Background: The Toll-like receptor (TLR) plays an important role in the induction of the hyperinflammatory response and tissue injury in sepsis. The cholinergic antiinflammatory pathway serves as a link between the parasympathetic and innate immune systems. We examined the antiinflammatory effect of nicotine, a potent α7 nicotinic acetylcholine receptor (α7nAChR) agonist, with regard to TLR expression and signaling during sepsis.
Methods: Polymicrobial sepsis was induced in mice by cecal ligation and puncture (CLP). The subjects received intraperitoneal nicotine (400 μg/kg) immediately after CLP for the biochemical study and 0, 24, 48, and 72 hours after CLP for the survival test. Intraperitoneal methyllycaconitine (MLA; 5 mg/kg), an α7nAChR antagonist, was administered 5 minutes prior to nicotine treatment. We evaluated the effects of nicotine using α7nAChR and phosphoinositide 3-kinase (PI3K) inhibitors in lipopolysaccharide-stimulated RAW264.7 cells.

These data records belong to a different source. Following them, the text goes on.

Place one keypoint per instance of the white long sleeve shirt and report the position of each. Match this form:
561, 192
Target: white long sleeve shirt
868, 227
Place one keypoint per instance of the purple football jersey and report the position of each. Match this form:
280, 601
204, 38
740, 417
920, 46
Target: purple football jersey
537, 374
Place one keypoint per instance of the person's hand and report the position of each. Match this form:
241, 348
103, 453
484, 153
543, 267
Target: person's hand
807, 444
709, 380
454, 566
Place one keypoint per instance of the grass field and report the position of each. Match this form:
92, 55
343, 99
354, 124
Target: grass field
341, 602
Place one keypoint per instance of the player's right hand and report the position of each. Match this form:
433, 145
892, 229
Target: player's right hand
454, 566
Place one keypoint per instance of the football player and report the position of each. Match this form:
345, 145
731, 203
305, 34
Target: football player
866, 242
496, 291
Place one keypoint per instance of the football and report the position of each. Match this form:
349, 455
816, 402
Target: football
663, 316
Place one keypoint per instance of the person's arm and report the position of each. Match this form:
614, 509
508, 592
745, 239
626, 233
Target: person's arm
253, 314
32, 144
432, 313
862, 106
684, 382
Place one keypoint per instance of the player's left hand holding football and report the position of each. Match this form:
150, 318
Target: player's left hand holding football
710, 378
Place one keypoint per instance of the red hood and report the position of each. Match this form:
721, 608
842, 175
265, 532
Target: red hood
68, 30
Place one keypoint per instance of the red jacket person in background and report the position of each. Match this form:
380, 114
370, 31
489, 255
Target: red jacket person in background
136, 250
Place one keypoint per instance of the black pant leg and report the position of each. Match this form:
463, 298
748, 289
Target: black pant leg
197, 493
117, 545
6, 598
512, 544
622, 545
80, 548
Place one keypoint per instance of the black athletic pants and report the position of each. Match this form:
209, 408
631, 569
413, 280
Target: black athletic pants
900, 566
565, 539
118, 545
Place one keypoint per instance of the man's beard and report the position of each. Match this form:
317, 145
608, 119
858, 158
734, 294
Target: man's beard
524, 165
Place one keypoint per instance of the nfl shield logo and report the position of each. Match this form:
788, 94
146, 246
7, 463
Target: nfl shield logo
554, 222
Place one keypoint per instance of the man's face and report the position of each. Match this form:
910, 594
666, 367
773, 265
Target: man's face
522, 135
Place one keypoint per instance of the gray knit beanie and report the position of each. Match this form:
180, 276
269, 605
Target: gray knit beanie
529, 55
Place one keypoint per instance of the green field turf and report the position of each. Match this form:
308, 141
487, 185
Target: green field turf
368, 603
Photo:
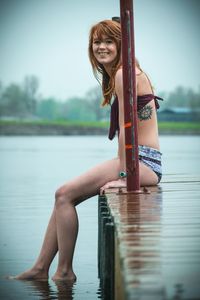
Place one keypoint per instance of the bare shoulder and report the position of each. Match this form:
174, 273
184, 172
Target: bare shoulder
143, 84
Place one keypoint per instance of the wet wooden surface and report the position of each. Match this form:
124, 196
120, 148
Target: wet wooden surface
157, 240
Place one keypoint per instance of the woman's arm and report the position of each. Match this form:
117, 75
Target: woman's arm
121, 140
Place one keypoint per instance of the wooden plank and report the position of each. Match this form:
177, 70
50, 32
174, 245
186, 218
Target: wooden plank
158, 240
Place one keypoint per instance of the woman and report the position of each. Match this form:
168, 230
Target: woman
61, 234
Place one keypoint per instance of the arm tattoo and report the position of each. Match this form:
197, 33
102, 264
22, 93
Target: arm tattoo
145, 113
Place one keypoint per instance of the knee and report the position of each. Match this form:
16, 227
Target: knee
62, 196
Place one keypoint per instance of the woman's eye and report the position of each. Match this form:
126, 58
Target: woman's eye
109, 42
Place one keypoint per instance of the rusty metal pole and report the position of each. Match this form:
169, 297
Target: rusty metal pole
130, 97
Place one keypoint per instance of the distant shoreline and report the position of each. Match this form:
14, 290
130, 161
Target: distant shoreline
42, 128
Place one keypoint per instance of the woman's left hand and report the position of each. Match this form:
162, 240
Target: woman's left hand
113, 184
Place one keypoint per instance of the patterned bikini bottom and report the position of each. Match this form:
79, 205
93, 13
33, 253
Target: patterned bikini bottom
152, 158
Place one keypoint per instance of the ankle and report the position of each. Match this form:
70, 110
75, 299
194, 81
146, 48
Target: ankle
40, 268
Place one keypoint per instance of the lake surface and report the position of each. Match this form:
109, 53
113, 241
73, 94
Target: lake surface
31, 169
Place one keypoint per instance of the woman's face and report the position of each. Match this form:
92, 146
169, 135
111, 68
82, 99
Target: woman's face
104, 50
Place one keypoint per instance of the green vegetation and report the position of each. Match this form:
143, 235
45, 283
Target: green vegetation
19, 126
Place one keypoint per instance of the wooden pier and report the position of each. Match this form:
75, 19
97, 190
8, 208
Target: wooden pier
149, 244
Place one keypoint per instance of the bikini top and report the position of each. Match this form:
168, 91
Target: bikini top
114, 112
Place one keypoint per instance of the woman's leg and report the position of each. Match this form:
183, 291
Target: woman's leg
67, 197
76, 191
48, 251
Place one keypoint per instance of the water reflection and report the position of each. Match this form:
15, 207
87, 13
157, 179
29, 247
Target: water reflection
140, 237
43, 290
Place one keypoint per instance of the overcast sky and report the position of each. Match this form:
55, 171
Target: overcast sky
49, 39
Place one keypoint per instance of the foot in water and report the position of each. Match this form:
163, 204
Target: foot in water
64, 276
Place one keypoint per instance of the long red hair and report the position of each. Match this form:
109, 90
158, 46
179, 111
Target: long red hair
112, 29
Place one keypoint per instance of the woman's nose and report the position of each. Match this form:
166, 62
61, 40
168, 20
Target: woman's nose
102, 45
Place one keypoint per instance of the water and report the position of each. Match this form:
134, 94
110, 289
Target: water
31, 169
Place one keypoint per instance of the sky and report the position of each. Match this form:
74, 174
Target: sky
49, 39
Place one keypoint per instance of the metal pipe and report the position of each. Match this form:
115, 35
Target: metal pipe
130, 95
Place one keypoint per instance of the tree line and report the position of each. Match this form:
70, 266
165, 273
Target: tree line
25, 102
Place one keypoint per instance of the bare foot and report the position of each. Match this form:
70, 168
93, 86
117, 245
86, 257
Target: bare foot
32, 274
64, 276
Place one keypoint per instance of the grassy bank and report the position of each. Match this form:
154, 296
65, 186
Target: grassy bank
74, 128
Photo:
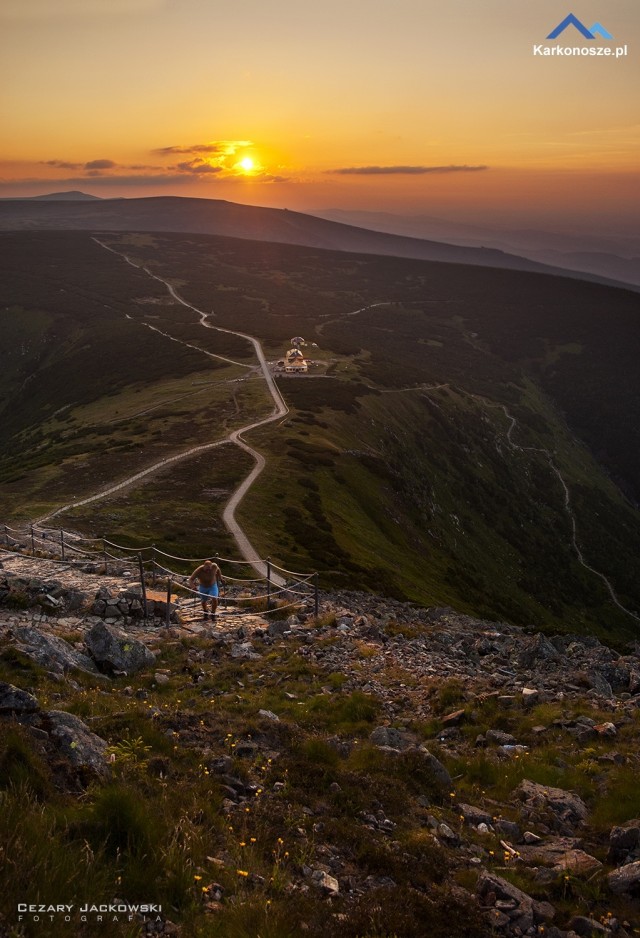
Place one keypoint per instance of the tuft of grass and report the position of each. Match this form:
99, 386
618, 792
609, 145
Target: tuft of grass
21, 765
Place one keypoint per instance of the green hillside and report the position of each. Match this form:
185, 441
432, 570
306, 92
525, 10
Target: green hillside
423, 456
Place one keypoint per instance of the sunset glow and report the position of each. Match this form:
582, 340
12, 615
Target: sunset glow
420, 106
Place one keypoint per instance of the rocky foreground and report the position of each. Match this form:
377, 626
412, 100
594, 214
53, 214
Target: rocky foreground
378, 770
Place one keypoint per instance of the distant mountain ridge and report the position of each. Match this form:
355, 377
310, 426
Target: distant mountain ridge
600, 255
209, 216
73, 195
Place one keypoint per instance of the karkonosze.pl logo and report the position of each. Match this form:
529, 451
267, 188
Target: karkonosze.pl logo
591, 33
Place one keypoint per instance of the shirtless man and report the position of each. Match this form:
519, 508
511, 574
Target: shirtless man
209, 579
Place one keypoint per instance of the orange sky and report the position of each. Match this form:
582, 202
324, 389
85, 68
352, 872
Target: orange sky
416, 106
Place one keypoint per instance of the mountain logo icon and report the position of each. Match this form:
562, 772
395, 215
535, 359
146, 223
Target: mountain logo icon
596, 30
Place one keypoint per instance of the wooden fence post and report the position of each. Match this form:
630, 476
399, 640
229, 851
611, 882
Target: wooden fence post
268, 583
144, 588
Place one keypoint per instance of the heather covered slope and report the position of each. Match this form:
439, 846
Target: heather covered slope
360, 773
425, 456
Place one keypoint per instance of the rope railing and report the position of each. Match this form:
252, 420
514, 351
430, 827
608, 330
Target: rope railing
51, 541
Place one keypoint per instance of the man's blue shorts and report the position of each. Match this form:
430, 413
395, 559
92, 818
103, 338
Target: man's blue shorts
208, 590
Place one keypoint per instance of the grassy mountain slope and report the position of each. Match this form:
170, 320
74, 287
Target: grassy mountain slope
416, 458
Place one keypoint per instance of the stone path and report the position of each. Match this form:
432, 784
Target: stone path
88, 581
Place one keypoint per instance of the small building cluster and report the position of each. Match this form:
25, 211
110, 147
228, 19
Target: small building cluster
294, 361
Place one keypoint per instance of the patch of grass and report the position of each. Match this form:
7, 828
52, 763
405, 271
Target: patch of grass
22, 766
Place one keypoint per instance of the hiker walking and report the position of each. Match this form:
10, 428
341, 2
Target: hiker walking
209, 579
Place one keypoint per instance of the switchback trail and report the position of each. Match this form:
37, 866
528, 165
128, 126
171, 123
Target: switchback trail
280, 410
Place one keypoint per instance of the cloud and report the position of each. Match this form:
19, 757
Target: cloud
402, 170
197, 168
267, 177
100, 164
223, 147
101, 181
61, 164
62, 9
196, 148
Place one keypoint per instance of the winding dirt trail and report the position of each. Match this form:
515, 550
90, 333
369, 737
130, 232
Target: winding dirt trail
279, 411
567, 503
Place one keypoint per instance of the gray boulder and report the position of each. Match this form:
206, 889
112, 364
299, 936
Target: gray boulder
76, 742
563, 806
390, 737
51, 652
114, 651
14, 700
623, 841
625, 880
440, 774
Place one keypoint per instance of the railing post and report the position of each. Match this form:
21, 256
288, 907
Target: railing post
144, 588
268, 582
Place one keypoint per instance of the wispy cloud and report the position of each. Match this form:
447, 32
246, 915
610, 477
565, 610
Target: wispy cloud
100, 164
61, 164
197, 168
402, 170
62, 9
222, 147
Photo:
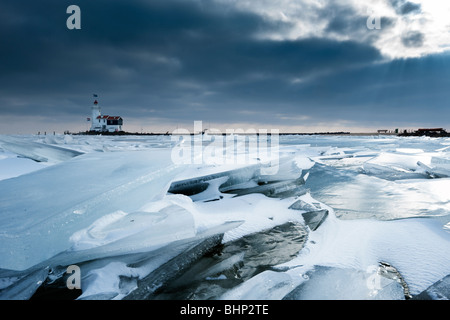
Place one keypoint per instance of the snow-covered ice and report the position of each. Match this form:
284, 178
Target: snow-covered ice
121, 208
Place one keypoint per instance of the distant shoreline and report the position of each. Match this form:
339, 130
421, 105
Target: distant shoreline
340, 133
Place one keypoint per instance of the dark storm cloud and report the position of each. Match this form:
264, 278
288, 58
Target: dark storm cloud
195, 60
405, 7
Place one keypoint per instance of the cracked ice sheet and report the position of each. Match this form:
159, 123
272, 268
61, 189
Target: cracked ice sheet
419, 248
40, 211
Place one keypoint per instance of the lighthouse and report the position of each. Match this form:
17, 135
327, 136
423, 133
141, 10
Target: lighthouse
95, 125
104, 123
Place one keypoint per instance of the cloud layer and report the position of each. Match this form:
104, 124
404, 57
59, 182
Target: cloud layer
296, 65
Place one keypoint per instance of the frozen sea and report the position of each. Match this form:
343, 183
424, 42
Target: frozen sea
211, 217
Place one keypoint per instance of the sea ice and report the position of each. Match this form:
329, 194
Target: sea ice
40, 211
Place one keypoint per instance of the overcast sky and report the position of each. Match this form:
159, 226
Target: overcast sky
294, 65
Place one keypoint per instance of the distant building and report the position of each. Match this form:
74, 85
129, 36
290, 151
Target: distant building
432, 131
104, 123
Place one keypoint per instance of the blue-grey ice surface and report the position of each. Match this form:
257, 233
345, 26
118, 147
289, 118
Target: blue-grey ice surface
103, 203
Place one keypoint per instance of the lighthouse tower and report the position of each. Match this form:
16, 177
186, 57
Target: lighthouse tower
95, 124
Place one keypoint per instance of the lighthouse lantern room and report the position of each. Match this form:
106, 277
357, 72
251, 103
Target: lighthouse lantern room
104, 123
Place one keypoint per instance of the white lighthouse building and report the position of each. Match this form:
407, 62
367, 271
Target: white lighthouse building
104, 123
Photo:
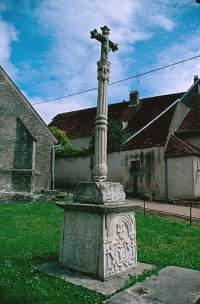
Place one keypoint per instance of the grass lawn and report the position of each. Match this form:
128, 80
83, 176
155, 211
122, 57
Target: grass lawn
30, 236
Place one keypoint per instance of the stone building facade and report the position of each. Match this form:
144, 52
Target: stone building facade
26, 142
163, 157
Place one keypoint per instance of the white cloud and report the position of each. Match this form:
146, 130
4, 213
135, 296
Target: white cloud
8, 34
69, 64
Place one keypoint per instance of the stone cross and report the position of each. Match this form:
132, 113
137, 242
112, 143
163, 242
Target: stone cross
103, 72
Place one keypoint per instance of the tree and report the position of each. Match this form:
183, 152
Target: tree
67, 148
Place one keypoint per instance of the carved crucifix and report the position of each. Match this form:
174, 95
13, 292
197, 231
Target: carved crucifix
106, 44
103, 72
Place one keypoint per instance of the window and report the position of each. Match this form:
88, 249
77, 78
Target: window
135, 165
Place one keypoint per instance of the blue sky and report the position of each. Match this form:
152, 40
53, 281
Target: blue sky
47, 51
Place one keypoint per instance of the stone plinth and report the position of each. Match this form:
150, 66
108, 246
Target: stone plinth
99, 193
98, 240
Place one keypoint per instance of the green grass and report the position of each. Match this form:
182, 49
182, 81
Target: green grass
30, 236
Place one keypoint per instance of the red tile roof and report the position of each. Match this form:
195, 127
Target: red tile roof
82, 122
176, 146
191, 121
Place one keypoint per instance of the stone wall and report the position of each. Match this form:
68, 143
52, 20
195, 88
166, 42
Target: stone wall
26, 142
70, 171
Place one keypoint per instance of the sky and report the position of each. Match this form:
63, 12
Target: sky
46, 49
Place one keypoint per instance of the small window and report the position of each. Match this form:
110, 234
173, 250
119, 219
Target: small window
135, 165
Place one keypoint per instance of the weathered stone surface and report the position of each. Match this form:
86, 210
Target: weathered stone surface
173, 285
26, 141
100, 241
99, 193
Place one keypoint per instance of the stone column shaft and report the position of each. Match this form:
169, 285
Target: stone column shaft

Results: Nicotine improved sepsis-induced mortality, attenuated organ failure, and suppressed inflammatory cytokines, which were abolished by MLA. Nicotine enhanced PI3K/Akt activation and reduced PU.1 activity and TLR4 expression. MLA and PI3K inhibitors blocked this effect of nicotine.
Conclusions: Our findings suggest that stimulation of the cholinergic antiinflammatory pathway by nicotine protects against septic injury and that this may be associated with inhibition of TLR4 expression via α7nAChR/PI3K signaling.
Keywords: PI3K; PU.1; TLR; nicotine; sepsis; α7nAChR.